Le ministre de l'Intérieur Claude Guéant a obtenu gain de cause et même au-delà de ses espérances. Le tribunal des référés de Paris, saisi en référé, a ordonné vendredi aux fournisseurs français d'accès à l'Internet de bloquer l'accès, à partir du territoire français, du site Copwatch, qui fiche policiers et gendarmes au nom de la lutte contre les "violences policières".
Le ministre de l'Intérieur avait lui demandé la suppression d'une dizaine de pages qui permettaient d'accéder aux données personnelles concernant des gardiens de la paix. Mais les fournisseurs d'accès ayant plaidé à l'audience que cette mesure était techniquement impossible, le tribunal a décidé une mesure encore plus restrictive. Dans son jugement, le tribunal "fait injonction" à Free, France Telecom, SFR, Bouygues Telecom, Numericable et Darty Telecom "de mettre en oeuvre ou faire mettre en oeuvre, sans délai, toutes mesures propres à empêcher l'accès, à partir du territoire français et/ou par leurs abonnés situés sur ce territoire au site" Copwatch.
Le tribunal a jugé que le site était bien injurieux
Oeuvre d'un "collectif de citoyens souhaitant lutter par la transparence et l'information contre les violences policières", le site Internet Copwatch-Nord-Ile-de-France publie des photos de policiers et de gendarmes, parfois leurs noms, à qui il attribue des propos et auxquels il donne des appréciations. Le ministre de l'Intérieur et le syndicat de gardiens de la paix Alliance s'étaient émus de cette pratique. A l'audience de mercredi, ils avaient rappelé que l'un des 450 policiers rendus identifiables grâce à Copwatch avait récemment porté plainte après avoir reçu "une cartouche de chasse dans sa boîte aux lettres".
Le tribunal, présidé par Martine Provost-Lopin, a estimé que le site était bien injurieux. En effet, écrit-il, "les termes +la fosse commune de l'humanité, le charnier de l'évolution+ qui visent nommément +la Police et la Gendarmerie+ sont manifestement outrageants à leur égard". D'autres passages publiés sur le site évoquant la "torture" qu'exercerait la police contre les migrants sont en outre "diffamatoires", a jugé le tribunal. Enfin, en diffusant à leur insu les noms, les photos et les affectations de certains gendarmes ou policiers, le site "viole" la loi sur les données personnelles. Pour toutes ces raisons, le site "cause un dommage tant aux fonctionnaires de police qu'à l'administration".
Un blocage "jusqu'à ce que soit rendue une décision définitive"
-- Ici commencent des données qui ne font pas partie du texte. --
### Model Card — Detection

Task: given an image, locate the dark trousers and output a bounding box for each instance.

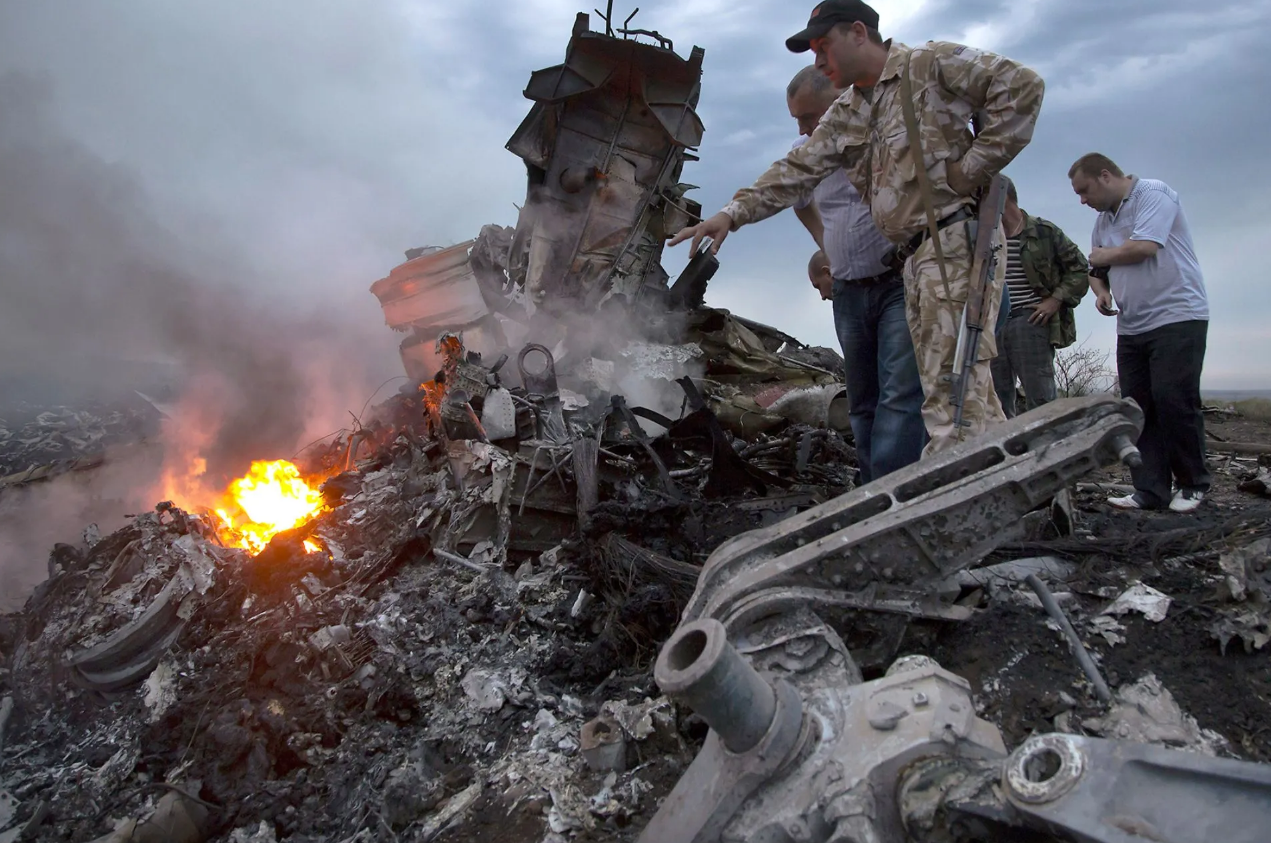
[834,277,927,483]
[1116,320,1210,506]
[989,308,1059,418]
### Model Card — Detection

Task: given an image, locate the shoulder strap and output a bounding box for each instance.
[900,51,953,299]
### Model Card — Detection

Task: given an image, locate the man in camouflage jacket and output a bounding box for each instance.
[671,0,1043,454]
[991,179,1091,418]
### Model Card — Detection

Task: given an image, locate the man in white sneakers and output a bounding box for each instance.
[1068,153,1210,512]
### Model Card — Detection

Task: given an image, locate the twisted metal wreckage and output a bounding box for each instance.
[366,4,1271,843]
[0,4,1271,843]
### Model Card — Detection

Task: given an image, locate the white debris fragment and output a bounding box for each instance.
[600,697,675,740]
[1101,582,1171,623]
[569,589,596,620]
[459,668,525,713]
[622,342,704,380]
[142,660,177,723]
[1082,673,1227,755]
[1091,614,1125,647]
[230,820,278,843]
[413,779,480,843]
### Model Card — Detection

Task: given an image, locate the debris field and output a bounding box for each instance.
[0,8,1271,843]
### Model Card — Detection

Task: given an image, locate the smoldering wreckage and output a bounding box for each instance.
[0,15,1271,843]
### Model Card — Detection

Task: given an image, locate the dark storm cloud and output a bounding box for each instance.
[0,0,1271,419]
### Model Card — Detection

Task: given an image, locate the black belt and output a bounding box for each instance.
[905,206,975,254]
[835,270,900,287]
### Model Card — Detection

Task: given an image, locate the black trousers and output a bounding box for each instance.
[1116,320,1210,506]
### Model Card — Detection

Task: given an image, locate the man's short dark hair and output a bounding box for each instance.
[1068,153,1125,178]
[1002,175,1019,205]
[785,65,834,99]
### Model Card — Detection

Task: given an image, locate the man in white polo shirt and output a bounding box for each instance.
[1068,153,1210,512]
[785,66,927,483]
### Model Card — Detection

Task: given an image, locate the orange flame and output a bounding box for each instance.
[216,459,323,553]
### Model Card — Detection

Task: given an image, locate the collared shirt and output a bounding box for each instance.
[723,42,1043,243]
[1091,177,1209,336]
[792,137,891,281]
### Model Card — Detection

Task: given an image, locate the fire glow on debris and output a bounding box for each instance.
[216,459,323,553]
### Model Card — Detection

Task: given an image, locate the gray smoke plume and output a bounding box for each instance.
[0,71,395,607]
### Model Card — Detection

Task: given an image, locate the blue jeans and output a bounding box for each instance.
[834,277,927,483]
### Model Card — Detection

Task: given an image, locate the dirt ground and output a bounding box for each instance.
[444,418,1271,843]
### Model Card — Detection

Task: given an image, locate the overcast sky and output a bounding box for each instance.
[0,0,1271,389]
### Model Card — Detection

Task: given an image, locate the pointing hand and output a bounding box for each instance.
[667,211,732,254]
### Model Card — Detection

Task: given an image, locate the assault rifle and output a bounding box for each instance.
[949,174,1007,427]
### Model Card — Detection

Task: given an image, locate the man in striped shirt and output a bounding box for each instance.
[990,179,1091,418]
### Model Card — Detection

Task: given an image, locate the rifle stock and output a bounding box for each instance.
[949,174,1007,427]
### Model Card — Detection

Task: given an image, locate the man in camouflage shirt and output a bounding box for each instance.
[670,0,1043,454]
[991,179,1091,418]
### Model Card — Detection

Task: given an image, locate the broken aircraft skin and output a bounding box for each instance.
[371,9,718,381]
[507,14,704,310]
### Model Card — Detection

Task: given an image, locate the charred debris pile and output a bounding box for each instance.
[0,8,1271,843]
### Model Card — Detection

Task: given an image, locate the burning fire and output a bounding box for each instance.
[216,459,323,553]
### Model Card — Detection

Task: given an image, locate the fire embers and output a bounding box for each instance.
[216,459,323,553]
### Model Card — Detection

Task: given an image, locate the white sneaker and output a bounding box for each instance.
[1169,488,1205,512]
[1108,492,1148,510]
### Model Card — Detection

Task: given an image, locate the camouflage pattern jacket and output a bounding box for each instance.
[723,42,1045,243]
[1019,212,1091,348]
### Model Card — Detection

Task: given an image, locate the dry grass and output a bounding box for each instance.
[1205,398,1271,421]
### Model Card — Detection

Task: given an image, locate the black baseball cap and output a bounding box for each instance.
[785,0,878,52]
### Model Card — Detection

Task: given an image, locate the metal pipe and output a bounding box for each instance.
[1024,573,1112,703]
[653,618,777,754]
[0,697,13,750]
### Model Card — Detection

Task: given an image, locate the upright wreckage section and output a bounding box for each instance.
[371,14,704,381]
[0,4,1271,843]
Le blocage décidé par le tribunal devra être maintenu "jusqu'à ce que soit rendue une décision définitive statuant sur les deux plaintes déposées le 4 octobre 2011 par le ministre de l'Intérieur contre X pour injures et diffamation envers des fonctionnaires de police et l'administration". En revanche, il reviendra au ministre de "rembourser" aux fournisseurs d'accès "les coûts afférents à la mesure de blocage du site sur présentation par elle des factures correspondantes".
"Nous sommes très contents de cette décision", a immédiatement réagi l'avocate du syndicat Alliance, Me Delphine des Villettes, rappelant que les policiers étaient "très inquiets de cette menace qui pesait sur eux". "Je me réjouis de la décision de justice qui correspond à ce que demandait notre syndicat. Les magistrats ont parfaitement analysé la situation -ce site portant atteinte à l'intégrité des policiers- et pris le bonne décision. L'ensemble des policiers ne peuvent que s'en satisfaire", a de son côté réagi le secrétaire général du syndicat, Jean-Claude Delage. L'avocat de Claude Guéant, Me Benoît Chabert, n'a pas souhaiter commenter cette décision.
Le "copwatch" (littéralement, surveillance de flics) est une pratique lancée aux Etats-Unis par le mouvement des Black Panthers dans les années 1960.